What role does investment play in state development?

1. Investment drives economic output.

  1. Richer states generally attract more investment due to higher returns, stronger infrastructure, and better governance.
  2. Private investment, comprising 75% of total investment, favors well-developed areas like Mumbai, Delhi, and Bengaluru, where market potential is high. In contrast, poorer states see less investment due to weaker infrastructure and governance, further widening regional inequalities.
  3. Coastal areas, including Odisha in the east, benefit from easier export access and lower import costs, attracting investment.
  4. Urban centers such as Delhi and Bengaluru are preferred due to larger markets and better facilities.
  5. Additionally, rich states have more efficient governance and educational facilities, attracting companies seeking productive labor.
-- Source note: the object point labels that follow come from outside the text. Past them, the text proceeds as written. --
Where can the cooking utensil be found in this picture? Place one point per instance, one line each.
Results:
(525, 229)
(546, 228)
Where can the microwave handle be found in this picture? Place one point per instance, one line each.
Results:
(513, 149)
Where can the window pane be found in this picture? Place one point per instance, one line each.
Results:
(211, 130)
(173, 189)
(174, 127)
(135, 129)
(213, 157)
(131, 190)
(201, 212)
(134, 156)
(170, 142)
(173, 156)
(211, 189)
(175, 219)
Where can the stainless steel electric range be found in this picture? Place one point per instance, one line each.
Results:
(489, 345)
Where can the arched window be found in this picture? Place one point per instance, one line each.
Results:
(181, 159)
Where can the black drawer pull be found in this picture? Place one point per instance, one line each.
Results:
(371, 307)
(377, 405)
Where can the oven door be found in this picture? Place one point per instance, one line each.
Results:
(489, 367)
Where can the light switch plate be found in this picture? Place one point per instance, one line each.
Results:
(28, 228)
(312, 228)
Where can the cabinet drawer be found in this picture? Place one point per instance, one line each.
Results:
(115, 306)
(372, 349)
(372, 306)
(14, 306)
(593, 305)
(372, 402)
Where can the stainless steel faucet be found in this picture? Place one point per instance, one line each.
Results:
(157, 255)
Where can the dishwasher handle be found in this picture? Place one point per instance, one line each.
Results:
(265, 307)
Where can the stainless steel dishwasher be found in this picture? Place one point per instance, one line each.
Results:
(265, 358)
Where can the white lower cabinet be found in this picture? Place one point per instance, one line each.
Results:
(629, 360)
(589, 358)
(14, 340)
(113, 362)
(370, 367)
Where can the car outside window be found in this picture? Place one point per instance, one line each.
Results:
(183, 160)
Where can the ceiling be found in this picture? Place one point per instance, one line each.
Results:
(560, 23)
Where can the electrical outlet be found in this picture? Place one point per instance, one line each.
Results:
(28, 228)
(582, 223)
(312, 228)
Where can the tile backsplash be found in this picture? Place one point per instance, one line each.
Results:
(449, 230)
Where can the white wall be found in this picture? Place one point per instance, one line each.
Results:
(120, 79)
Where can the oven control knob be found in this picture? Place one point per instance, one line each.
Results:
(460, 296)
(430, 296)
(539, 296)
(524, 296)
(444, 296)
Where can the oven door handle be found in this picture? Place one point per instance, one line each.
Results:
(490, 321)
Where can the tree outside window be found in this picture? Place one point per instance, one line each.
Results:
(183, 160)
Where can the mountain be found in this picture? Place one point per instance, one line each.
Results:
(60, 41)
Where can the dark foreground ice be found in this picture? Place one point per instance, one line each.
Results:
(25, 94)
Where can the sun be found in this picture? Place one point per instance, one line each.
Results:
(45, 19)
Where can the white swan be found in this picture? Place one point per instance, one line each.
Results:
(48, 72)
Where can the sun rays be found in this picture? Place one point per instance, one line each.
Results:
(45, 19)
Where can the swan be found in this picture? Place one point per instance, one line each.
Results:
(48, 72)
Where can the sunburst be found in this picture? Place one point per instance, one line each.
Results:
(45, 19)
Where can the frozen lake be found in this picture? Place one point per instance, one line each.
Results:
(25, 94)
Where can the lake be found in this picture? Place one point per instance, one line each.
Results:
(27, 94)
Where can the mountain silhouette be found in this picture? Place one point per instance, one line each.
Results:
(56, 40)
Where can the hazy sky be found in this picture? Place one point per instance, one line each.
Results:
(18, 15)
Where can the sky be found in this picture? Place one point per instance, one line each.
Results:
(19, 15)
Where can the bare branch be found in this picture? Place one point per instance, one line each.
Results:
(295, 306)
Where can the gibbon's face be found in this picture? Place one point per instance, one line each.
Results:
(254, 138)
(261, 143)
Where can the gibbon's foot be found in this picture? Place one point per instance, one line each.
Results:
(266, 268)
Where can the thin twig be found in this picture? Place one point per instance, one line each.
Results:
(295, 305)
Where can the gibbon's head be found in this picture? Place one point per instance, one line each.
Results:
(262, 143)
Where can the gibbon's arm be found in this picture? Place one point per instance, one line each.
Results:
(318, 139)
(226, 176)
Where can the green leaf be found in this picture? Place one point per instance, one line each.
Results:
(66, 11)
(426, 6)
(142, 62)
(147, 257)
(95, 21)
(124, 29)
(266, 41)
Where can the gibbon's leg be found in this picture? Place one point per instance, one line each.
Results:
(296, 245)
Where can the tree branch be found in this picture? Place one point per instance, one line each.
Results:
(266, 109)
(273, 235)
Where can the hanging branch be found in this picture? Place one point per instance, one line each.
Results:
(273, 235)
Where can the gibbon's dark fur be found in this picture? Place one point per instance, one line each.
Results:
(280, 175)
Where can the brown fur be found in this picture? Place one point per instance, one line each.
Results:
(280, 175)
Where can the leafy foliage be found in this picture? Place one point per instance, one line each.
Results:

How has liberalisation affected investment trends?

1. Post-1991 liberalisation reduced public sector investment in backward regions and increased private sector dominance, directing more funds to already developed states.

  1. Consequently, savings from poorer states have moved to wealthier regions offering higher returns, worsening the credit-deposit ratio gap between rich and poor states.
  2. Poorer states have larger unorganised sectors with low productivity and income. NEP policies favor the organised sector, and projects like freight corridors and highways extend this sector’s reach, benefiting richer states at the expense of poorer ones.

Why do some states face unique economic challenges?

  1. West Bengal and Kerala have strong labor movements, which discourage private investment.
  2. Border states receive less public investment due to strategic and security concerns, while opposition-led states allege the central government favors “Double Engine” (same-party) states, impacting investment flows.
  3. In poorer states, weak governance, high black-market activity, and policy failures discourage investment, limiting growth potential.
  4. Cronyism in investment decisions benefits select companies, raising overall investment risk, especially in less developed states.

How can India address these economic disparities?

  1. To strengthen federalism and reduce inequalities, states need to improve governance and invest in social services.
  2. The central government should focus on the unorganised sector to boost demand in poorer states, encouraging private investment.
  3. Reducing regional disparities would support balanced growth across India.

Question for practice:

Examine how investment patterns contribute to economic disparities among Indian states and the potential solutions to address these inequalities.